In reality, the filmmakers used tiny GoPro HD cameras strapped around the boat, left simply to observe and for the fishermen to interact with. The cameras capture the magnitude of the sea – plunging underwater, soaring into the sky with the seagulls following the trawler for scraps. They capture the simultaneously dangerous and mundane lives of the fishermen.
This is the extent of the content inside the film – uninterrupted takes of up to five or six minutes. Sound design features long segments of crashing waves, squawking birds, and grinding machinery along with a menacing score straight out of a horror movie. The pacing is hypnotic. The whole thing is incredibly creepy.
The hands-off approach by the filmmakers leave you to create your own story, to take what you want out of the film. It belongs to a sub-genre of documentary – an observed reality art piece.
As beautiful as the cinematography is, the difficult part of the experience is the overwhelming boredom that can accompany some portions of the already lean 90-minute film. There will be many times where you won’t even be sure of what you’re looking at, and others where you’ll watch the fishermen crack open clams for five minutes straight as if to give you just a taste of the monotony of their lives.

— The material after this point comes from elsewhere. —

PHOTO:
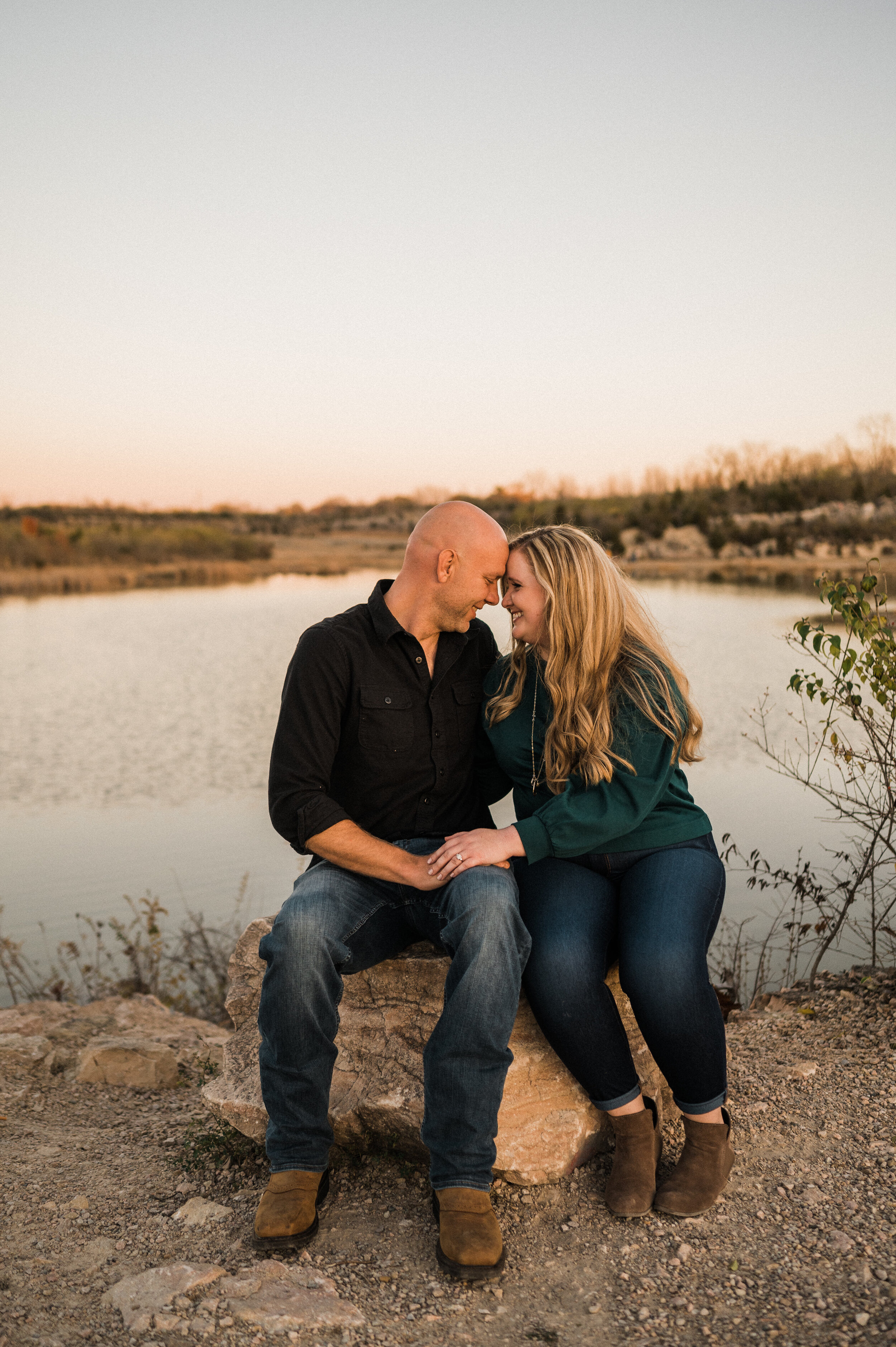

The result is a film that is stunning, but not always captivating. I checked my watch many times. It is the sort of film you will enjoy having seen, even if you don’t enjoy actually watching it.
As is often the case with filmmaking, not much about the presentation of the final product is an accident. After viewing the trawler passing over the sea – taking along with it thousands of fish to be gutted and harvested, the remains dumped back into the water – it is clear the title of “Leviathan” is not one such accident.